The investigation of into the ill-fated Malaysia Airlines (MAS) plane which went missing more than 80 hours after it vanished from radar screens, will be sure to take many months, if not years.

The author of ‘Understanding Air France 447’, Bill Palmer who is also an Airbus A330 captain for a major airline in the United States, questioned the mysteries behind the disappearance of MH370 since Saturday in his opinion piece on CNN.com on Monday.

In his article, Palmer commented on the reports of a possible course reversal observed on radar which according to him, may or may not be the intention of the crew on board.

Relating the event with the Air France 447 tragedy, Palmer said the investigation may face many parallels to June 2009 incident, when the Airbus A330 crashed in an area beyond radar coverage in the ocean north of Brazil.

He added, during its three and a half minute descent to the Atlantic Ocean, the aircraft was reported to have changed its course by more than 180 degrees.
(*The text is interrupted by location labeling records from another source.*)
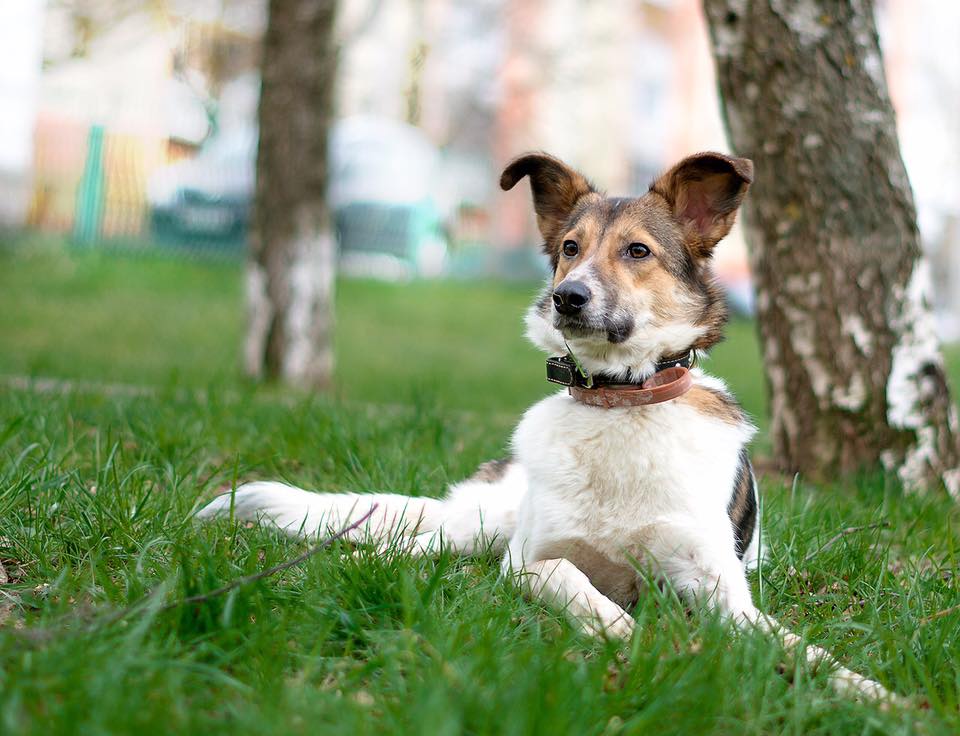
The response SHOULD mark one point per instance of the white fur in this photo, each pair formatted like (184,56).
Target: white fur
(590,492)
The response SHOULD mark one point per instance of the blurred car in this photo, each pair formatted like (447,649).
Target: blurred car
(382,176)
(206,200)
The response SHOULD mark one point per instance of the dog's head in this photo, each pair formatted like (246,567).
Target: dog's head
(632,278)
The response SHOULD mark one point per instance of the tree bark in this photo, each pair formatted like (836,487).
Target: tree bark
(290,274)
(853,366)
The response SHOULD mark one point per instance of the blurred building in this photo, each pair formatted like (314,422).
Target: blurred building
(619,88)
(21,37)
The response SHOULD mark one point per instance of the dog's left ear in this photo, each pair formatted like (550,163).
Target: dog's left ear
(704,192)
(556,190)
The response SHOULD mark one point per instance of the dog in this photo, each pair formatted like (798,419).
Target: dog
(641,463)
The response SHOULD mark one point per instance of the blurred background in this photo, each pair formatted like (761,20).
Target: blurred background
(127,170)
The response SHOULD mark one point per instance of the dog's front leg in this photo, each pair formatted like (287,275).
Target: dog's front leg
(716,576)
(559,582)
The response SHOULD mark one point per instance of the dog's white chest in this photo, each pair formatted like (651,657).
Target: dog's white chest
(612,480)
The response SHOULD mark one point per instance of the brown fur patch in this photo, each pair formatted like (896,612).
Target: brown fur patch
(717,404)
(491,471)
(742,508)
(680,219)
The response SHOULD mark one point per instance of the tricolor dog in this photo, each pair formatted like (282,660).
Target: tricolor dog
(641,458)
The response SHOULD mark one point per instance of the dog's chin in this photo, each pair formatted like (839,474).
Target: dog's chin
(606,331)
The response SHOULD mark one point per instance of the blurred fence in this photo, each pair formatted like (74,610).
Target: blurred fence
(102,188)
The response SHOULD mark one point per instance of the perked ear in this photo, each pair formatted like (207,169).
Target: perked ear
(556,188)
(704,192)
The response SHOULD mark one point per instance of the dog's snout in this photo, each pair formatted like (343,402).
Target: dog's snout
(570,297)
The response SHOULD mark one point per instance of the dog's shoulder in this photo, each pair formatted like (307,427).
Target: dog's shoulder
(711,398)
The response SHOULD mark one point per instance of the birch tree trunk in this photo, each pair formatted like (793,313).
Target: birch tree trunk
(853,366)
(290,272)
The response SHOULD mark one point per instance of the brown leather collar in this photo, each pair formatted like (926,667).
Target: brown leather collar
(661,386)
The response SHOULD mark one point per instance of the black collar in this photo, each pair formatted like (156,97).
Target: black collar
(564,370)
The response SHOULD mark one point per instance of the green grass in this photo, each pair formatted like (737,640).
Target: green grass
(161,321)
(97,489)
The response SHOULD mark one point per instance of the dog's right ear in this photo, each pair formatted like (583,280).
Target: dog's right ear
(556,189)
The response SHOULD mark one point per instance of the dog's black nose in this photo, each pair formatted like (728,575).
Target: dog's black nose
(570,297)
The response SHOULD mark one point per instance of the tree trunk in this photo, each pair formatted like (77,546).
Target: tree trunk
(853,367)
(290,274)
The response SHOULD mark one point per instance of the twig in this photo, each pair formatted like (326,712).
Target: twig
(201,597)
(939,614)
(276,568)
(842,533)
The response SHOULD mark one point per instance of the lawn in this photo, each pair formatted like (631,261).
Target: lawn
(98,484)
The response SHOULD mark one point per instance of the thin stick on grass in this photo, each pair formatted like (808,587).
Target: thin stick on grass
(939,614)
(843,533)
(201,597)
(42,635)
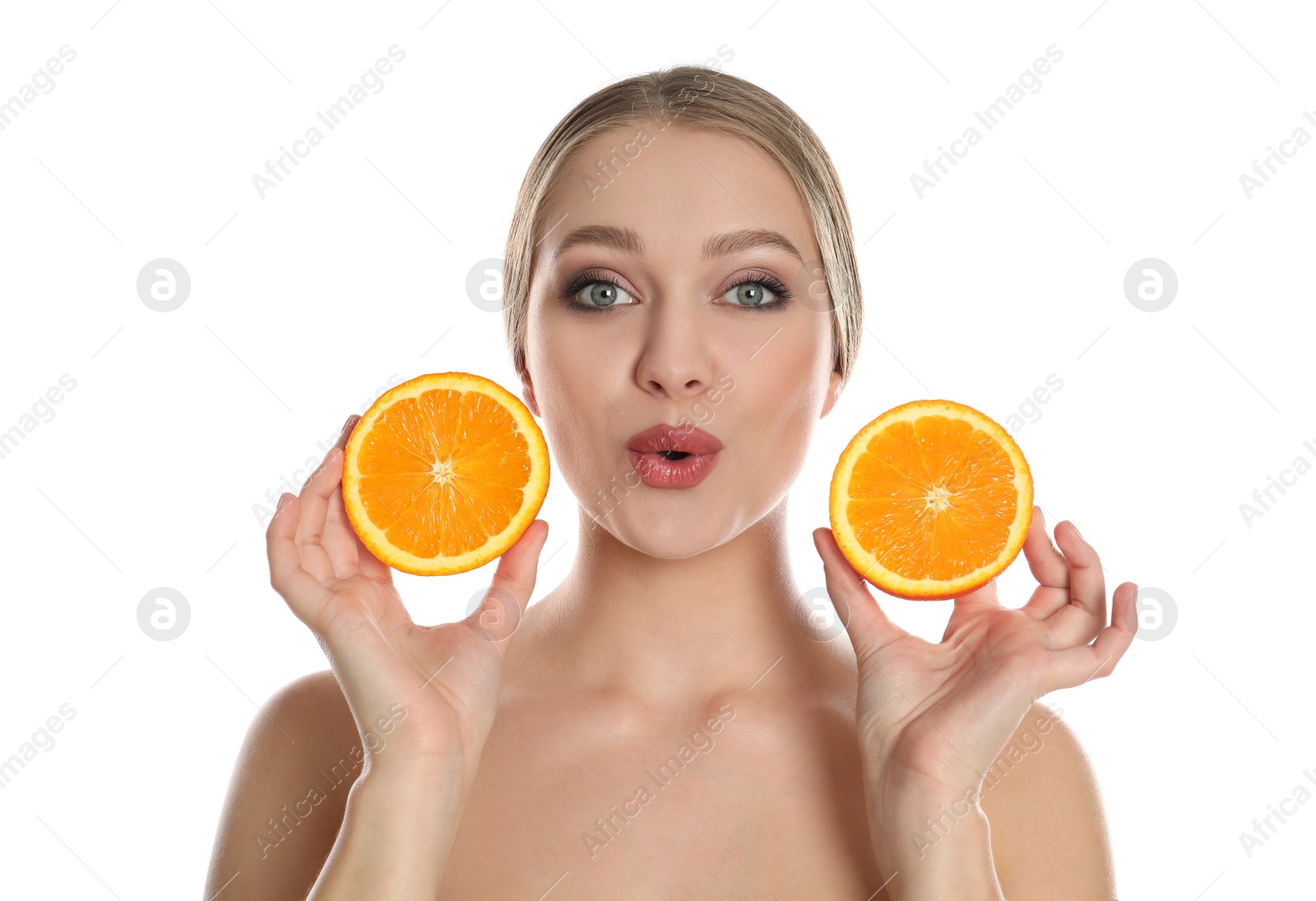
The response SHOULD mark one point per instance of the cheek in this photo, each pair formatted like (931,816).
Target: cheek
(787,394)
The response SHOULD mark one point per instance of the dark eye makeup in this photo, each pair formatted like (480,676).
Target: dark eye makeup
(758,276)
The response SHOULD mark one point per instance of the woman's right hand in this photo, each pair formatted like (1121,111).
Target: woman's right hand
(432,690)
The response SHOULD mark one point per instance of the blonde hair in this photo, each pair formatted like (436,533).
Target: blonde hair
(695,96)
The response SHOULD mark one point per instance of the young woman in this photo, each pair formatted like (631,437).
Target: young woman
(660,725)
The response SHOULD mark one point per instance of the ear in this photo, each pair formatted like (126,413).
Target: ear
(833,394)
(528,396)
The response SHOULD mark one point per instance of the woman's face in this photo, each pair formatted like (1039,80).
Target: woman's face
(675,330)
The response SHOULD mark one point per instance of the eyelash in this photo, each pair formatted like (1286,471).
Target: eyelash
(757,276)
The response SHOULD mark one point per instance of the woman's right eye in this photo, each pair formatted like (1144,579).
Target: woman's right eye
(599,295)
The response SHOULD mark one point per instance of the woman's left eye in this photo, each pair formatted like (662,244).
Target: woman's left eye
(756,294)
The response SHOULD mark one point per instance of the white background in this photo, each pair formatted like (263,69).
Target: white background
(350,274)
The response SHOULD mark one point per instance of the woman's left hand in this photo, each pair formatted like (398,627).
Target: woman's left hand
(932,718)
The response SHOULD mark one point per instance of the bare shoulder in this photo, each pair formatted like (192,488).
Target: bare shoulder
(1048,824)
(287,793)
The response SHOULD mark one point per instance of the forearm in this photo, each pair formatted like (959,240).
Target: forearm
(934,848)
(395,839)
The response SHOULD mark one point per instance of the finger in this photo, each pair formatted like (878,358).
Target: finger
(1078,620)
(315,509)
(302,590)
(1072,666)
(372,567)
(515,576)
(1050,568)
(866,624)
(339,537)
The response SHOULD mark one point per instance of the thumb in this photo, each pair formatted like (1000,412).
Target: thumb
(499,611)
(866,624)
“It was an unintentional side effect as the crew of Air France 447 struggled to gain control of the airplane. The flight's last telemetry data, as reported by flightaware.com, showed the airplane cruising at 35,000 feet. Even with a dual engine failure, a Boeing 777 is capable of gliding about 120 miles from that altitude,” said Palmer.

Palmer also raised the question on the lack of distress call made by the flight crew which he described as ‘particularly perplexing’.

“An aviator's priorities are to maintain control of the airplane above all else. An emergency could easily consume 100 percent of a crew's efforts. To an airline pilot, the absence of radio calls to personnel on the ground that could do little to help the immediate situation is no surprise.

The Air France flight's string of events was precipitated by onboard faults that were automatically transmitted to the airline's headquarters during its final minutes. While they lacked any flight parameters, these maintenance fault messages gave key clues, though not a definitive cause of the accident, before any wreckage was found,” Palmer added.

In this case, the recovery of MH370’s flight data and cockpit voice recorders would be important in determining the cause of the disappearance.

He added that flight data recorders contain data from more than 1,000 aircraft parameters, including altitude, vertical speed, airspeed, heading, control positions and parameters of the engines and most of the aircraft's onboard systems, captured several times per second.

“The cockpit voice recorder archives the last hours of not just cockpit voices and sounds but also all radio and onboard inter-airplane communications,” he said, adding that detailed history of the flight crew and the airplane will be closely reviewed by expert investigators as well who was travelling on the two reportedly stolen passports.

Palmer said, the truth will come out once the wreckage is found where the debris and its distribution will tell investigators if the airplane was intact upon impact and the angle at which it hit.

“Metallurgical and chemical analysis of the parts will determine the stresses and angles that caused the parts to fail, and if explosives were present. These findings of fact will drive the creation of theories by investigators about what caused the loss of the airplane and its passengers,” he added.

According to him, the wreckage of the Air France flight was located in April 2011, and its flight recorders recovered and analyzed in May. The cause of the crash was the crew's loss of control of the airplane after the speed sensor probes became clogged while flying through a storm in the tropics. It caused the loss of reliable airspeed indications, the autopilot to disconnect and the flight controls to degrade.

“In the case of the Air France plane, it was five days of intensive searching before the first floating wreckage was found. It took nearly two years to locate the remains of the aircraft on the ocean floor 12,000 feet below, broken into thousands of pieces by the impact with the water.

“In contrast, the Gulf of Thailand has a maximum depth of only 260 feet, with the average being about 150 feet. If the aircraft is in the water, it should make recovery easier.

“We will know the truth of what happened when the aircraft is found and the recorders and wreckage is analyzed. In the meantime, speculation is often inaccurate and unproductive,” he concluded.